In a post-1999 world of terrorism, nuclear proliferation and the spread of missiles to more aggressive countries and even nonstate actors, like Hezbollah and Hamas, and threats to the security of energy supplies and the Internet, the alliance must reform to remain relevant, the report said. It added, “Although NATO is busier than it has ever been, its value is less obvious to many than in the past.”

The report also urges the alliance to improve its ties and security cooperation with Moscow, working together on areas of mutual interest like missile defense, counterterrorism, maritime security and the fight against narcotics. “NATO should pursue a policy of engagement with Russia, while reassuring all allies that their security and interests will be defended,” the report said.

With Iran believed to be working to develop a nuclear weapon and ballistic missiles, partnership with Russia on missile defense makes sense, the report said. “Missile defense is most effective when it is a joint enterprise, and cooperation between the alliance and its partners, especially Russia, is highly desirable,” it said.

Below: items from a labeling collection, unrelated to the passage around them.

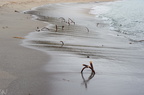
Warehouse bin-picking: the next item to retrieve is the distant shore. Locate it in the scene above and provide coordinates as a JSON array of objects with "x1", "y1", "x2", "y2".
[{"x1": 0, "y1": 0, "x2": 113, "y2": 95}]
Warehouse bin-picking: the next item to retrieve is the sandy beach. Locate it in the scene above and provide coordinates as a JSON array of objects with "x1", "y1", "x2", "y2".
[
  {"x1": 0, "y1": 0, "x2": 144, "y2": 95},
  {"x1": 0, "y1": 0, "x2": 116, "y2": 95}
]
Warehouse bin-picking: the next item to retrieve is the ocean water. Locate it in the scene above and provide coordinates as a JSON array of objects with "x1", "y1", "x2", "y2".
[
  {"x1": 90, "y1": 0, "x2": 144, "y2": 42},
  {"x1": 20, "y1": 0, "x2": 144, "y2": 95}
]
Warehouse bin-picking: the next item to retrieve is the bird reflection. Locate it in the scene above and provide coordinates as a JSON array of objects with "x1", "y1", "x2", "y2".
[{"x1": 81, "y1": 72, "x2": 95, "y2": 88}]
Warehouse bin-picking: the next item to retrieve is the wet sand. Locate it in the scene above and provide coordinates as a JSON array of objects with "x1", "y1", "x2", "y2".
[{"x1": 0, "y1": 0, "x2": 115, "y2": 95}]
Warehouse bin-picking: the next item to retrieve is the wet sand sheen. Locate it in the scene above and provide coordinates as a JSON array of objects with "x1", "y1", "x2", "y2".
[{"x1": 0, "y1": 0, "x2": 144, "y2": 95}]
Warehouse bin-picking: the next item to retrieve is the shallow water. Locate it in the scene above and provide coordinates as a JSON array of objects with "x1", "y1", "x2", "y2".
[
  {"x1": 91, "y1": 0, "x2": 144, "y2": 42},
  {"x1": 23, "y1": 2, "x2": 144, "y2": 95}
]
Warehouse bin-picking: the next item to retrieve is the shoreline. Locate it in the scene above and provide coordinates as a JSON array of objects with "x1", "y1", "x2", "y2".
[{"x1": 0, "y1": 0, "x2": 116, "y2": 95}]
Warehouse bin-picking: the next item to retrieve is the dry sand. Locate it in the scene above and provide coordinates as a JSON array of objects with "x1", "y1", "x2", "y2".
[{"x1": 0, "y1": 0, "x2": 111, "y2": 95}]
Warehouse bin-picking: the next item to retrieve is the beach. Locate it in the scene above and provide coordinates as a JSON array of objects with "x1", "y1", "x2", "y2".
[
  {"x1": 0, "y1": 0, "x2": 144, "y2": 95},
  {"x1": 0, "y1": 0, "x2": 114, "y2": 95}
]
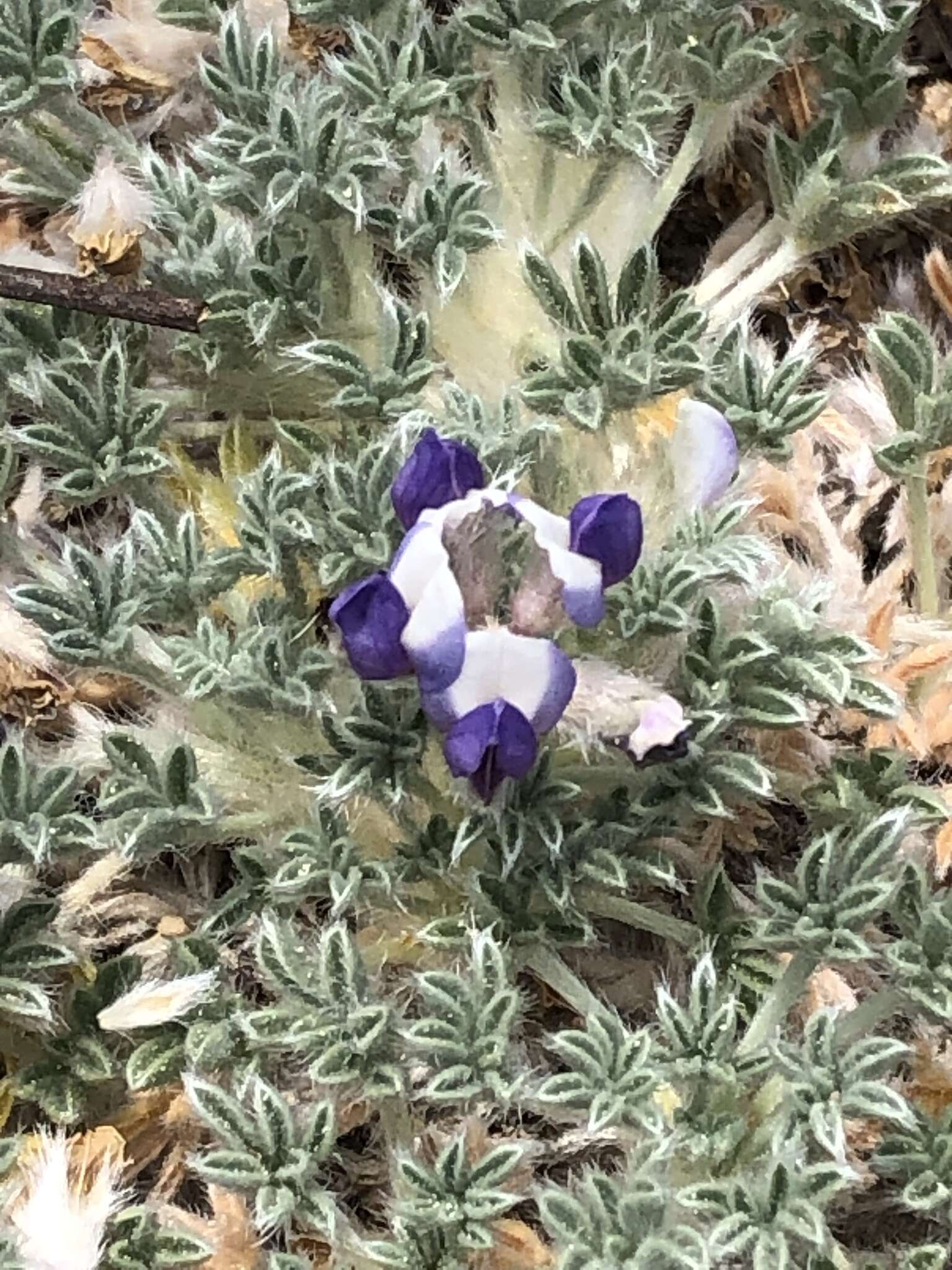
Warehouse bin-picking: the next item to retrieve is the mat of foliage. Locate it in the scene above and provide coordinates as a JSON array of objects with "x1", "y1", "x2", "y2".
[{"x1": 0, "y1": 0, "x2": 952, "y2": 1270}]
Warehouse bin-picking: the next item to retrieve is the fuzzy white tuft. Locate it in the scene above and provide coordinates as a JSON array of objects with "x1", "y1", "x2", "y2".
[
  {"x1": 0, "y1": 242, "x2": 77, "y2": 274},
  {"x1": 0, "y1": 590, "x2": 52, "y2": 669},
  {"x1": 97, "y1": 970, "x2": 217, "y2": 1031},
  {"x1": 69, "y1": 150, "x2": 154, "y2": 242},
  {"x1": 6, "y1": 1133, "x2": 121, "y2": 1270}
]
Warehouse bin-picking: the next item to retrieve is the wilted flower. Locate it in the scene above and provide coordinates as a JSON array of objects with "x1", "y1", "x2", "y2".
[
  {"x1": 332, "y1": 429, "x2": 642, "y2": 799},
  {"x1": 671, "y1": 397, "x2": 738, "y2": 508},
  {"x1": 97, "y1": 970, "x2": 217, "y2": 1031},
  {"x1": 64, "y1": 150, "x2": 154, "y2": 275},
  {"x1": 563, "y1": 657, "x2": 689, "y2": 763}
]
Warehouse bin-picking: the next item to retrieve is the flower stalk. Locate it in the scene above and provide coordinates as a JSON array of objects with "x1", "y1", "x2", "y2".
[
  {"x1": 905, "y1": 469, "x2": 940, "y2": 617},
  {"x1": 640, "y1": 104, "x2": 717, "y2": 242}
]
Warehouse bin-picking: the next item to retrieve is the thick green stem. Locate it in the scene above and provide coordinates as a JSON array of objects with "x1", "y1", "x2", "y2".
[
  {"x1": 837, "y1": 988, "x2": 906, "y2": 1046},
  {"x1": 694, "y1": 218, "x2": 782, "y2": 306},
  {"x1": 581, "y1": 890, "x2": 700, "y2": 948},
  {"x1": 708, "y1": 238, "x2": 803, "y2": 329},
  {"x1": 177, "y1": 812, "x2": 281, "y2": 847},
  {"x1": 905, "y1": 460, "x2": 940, "y2": 617},
  {"x1": 638, "y1": 105, "x2": 717, "y2": 244},
  {"x1": 546, "y1": 156, "x2": 618, "y2": 255},
  {"x1": 522, "y1": 944, "x2": 604, "y2": 1017},
  {"x1": 738, "y1": 949, "x2": 820, "y2": 1054}
]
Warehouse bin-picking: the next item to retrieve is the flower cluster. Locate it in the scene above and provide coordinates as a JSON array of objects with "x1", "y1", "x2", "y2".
[{"x1": 330, "y1": 402, "x2": 736, "y2": 801}]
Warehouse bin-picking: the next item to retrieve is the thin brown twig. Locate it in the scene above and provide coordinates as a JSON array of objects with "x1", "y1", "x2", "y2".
[{"x1": 0, "y1": 265, "x2": 206, "y2": 334}]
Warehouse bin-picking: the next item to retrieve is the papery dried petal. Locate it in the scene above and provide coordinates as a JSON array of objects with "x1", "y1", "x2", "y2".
[{"x1": 670, "y1": 397, "x2": 738, "y2": 508}]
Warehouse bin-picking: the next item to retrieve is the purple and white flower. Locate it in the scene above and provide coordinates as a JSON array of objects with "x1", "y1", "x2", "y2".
[
  {"x1": 330, "y1": 429, "x2": 642, "y2": 800},
  {"x1": 423, "y1": 626, "x2": 575, "y2": 801}
]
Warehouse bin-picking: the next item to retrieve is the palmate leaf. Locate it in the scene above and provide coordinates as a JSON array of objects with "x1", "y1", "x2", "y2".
[
  {"x1": 521, "y1": 238, "x2": 706, "y2": 430},
  {"x1": 0, "y1": 0, "x2": 76, "y2": 118}
]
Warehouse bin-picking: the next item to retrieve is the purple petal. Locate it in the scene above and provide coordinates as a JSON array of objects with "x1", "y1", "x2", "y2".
[
  {"x1": 670, "y1": 397, "x2": 738, "y2": 508},
  {"x1": 443, "y1": 697, "x2": 538, "y2": 802},
  {"x1": 330, "y1": 573, "x2": 413, "y2": 680},
  {"x1": 423, "y1": 626, "x2": 575, "y2": 735},
  {"x1": 566, "y1": 494, "x2": 643, "y2": 587},
  {"x1": 391, "y1": 428, "x2": 486, "y2": 530}
]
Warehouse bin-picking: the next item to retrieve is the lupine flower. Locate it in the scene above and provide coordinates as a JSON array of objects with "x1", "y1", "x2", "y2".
[
  {"x1": 671, "y1": 397, "x2": 738, "y2": 508},
  {"x1": 330, "y1": 429, "x2": 642, "y2": 799},
  {"x1": 423, "y1": 626, "x2": 575, "y2": 801}
]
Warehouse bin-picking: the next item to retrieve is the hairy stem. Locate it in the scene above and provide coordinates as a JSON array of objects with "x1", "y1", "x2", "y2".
[
  {"x1": 638, "y1": 105, "x2": 717, "y2": 250},
  {"x1": 694, "y1": 218, "x2": 782, "y2": 306},
  {"x1": 905, "y1": 460, "x2": 940, "y2": 617},
  {"x1": 581, "y1": 890, "x2": 700, "y2": 948},
  {"x1": 708, "y1": 238, "x2": 803, "y2": 329},
  {"x1": 738, "y1": 949, "x2": 820, "y2": 1054},
  {"x1": 522, "y1": 944, "x2": 604, "y2": 1017},
  {"x1": 837, "y1": 988, "x2": 906, "y2": 1046}
]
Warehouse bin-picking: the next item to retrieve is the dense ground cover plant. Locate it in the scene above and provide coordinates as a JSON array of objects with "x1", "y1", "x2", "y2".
[{"x1": 0, "y1": 0, "x2": 952, "y2": 1270}]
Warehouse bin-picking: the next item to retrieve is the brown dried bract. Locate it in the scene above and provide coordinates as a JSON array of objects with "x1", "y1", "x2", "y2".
[
  {"x1": 0, "y1": 655, "x2": 76, "y2": 728},
  {"x1": 288, "y1": 12, "x2": 349, "y2": 68}
]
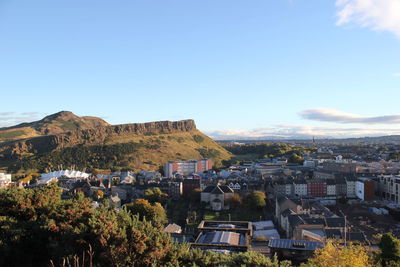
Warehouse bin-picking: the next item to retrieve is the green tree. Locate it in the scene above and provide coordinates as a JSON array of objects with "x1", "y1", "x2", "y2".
[
  {"x1": 379, "y1": 233, "x2": 400, "y2": 266},
  {"x1": 302, "y1": 241, "x2": 373, "y2": 267},
  {"x1": 288, "y1": 153, "x2": 304, "y2": 164},
  {"x1": 144, "y1": 187, "x2": 168, "y2": 205},
  {"x1": 125, "y1": 199, "x2": 167, "y2": 226}
]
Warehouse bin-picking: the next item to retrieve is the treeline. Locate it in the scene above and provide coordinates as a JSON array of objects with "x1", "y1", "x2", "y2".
[
  {"x1": 9, "y1": 142, "x2": 148, "y2": 172},
  {"x1": 223, "y1": 143, "x2": 316, "y2": 163},
  {"x1": 0, "y1": 184, "x2": 400, "y2": 267},
  {"x1": 223, "y1": 143, "x2": 315, "y2": 158},
  {"x1": 0, "y1": 184, "x2": 290, "y2": 267}
]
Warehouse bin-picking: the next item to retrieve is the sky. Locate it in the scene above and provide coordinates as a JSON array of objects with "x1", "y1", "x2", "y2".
[{"x1": 0, "y1": 0, "x2": 400, "y2": 139}]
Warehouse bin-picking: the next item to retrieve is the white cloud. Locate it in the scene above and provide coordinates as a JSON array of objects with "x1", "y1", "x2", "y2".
[
  {"x1": 336, "y1": 0, "x2": 400, "y2": 38},
  {"x1": 206, "y1": 124, "x2": 400, "y2": 140},
  {"x1": 299, "y1": 108, "x2": 400, "y2": 124}
]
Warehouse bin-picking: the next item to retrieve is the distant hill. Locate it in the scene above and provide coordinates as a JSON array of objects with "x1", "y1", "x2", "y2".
[
  {"x1": 0, "y1": 111, "x2": 231, "y2": 171},
  {"x1": 0, "y1": 111, "x2": 109, "y2": 142}
]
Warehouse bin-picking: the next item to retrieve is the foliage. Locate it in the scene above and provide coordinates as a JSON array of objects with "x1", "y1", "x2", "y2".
[
  {"x1": 125, "y1": 199, "x2": 167, "y2": 226},
  {"x1": 144, "y1": 187, "x2": 168, "y2": 205},
  {"x1": 0, "y1": 184, "x2": 290, "y2": 267},
  {"x1": 288, "y1": 153, "x2": 304, "y2": 164},
  {"x1": 379, "y1": 233, "x2": 400, "y2": 266},
  {"x1": 302, "y1": 241, "x2": 373, "y2": 267},
  {"x1": 224, "y1": 143, "x2": 315, "y2": 159}
]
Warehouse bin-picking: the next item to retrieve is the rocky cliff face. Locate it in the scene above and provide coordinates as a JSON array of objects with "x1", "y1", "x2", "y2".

The panel urged NATO to maintain a nuclear deterrent “at the minimum level required by the prevailing security environment,” rejecting arguments by some European governments that American battlefield nuclear weapons be removed from the continent.

In a time of tight budgets, the panel said, members should spend more efficiently and do more to buy weapons jointly and to pool resources, like military transport planes. In 2008, only five NATO members met a target of spending a minimum of 2 percent of gross domestic product on defense; one of them, Greece, is in deep difficulty over its debts.

The report also suggests that the alliance be ready to intervene in humanitarian disasters, in cases of genocide, large-scale violations of human rights and the chaos of failed states.

A separate report, published this month by the Center for European Reform in London, says NATO needs to address the security concerns of newer members in central and eastern Europe.

As a gesture of nonaggression aimed at Russia, the alliance has done little planning on how it might defend newer member states like Poland and the Baltic countries from a Russian attack, whether military, naval or through the Internet. Some eastern European officials fear a Georgia-like local or regional conflict, where existing antagonisms could be manipulated.

“Some of the allies worry that NATO would not be able to come to their defense in a crisis,” said Tomas Valasek, one of the authors of the London report, who also was a civilian adviser to Ms. Albright’s group.

“If they feel secure at home,” the report says, “they will have less need to invest in equipment needed for self-defense and have more reasons to buy the hardware needed for far-off missions such as Afghanistan.” And fewer reasons, the report says, to fear Russia and oppose a new NATO relationship with Moscow.

Judy Dempsey contributed reporting from Berlin.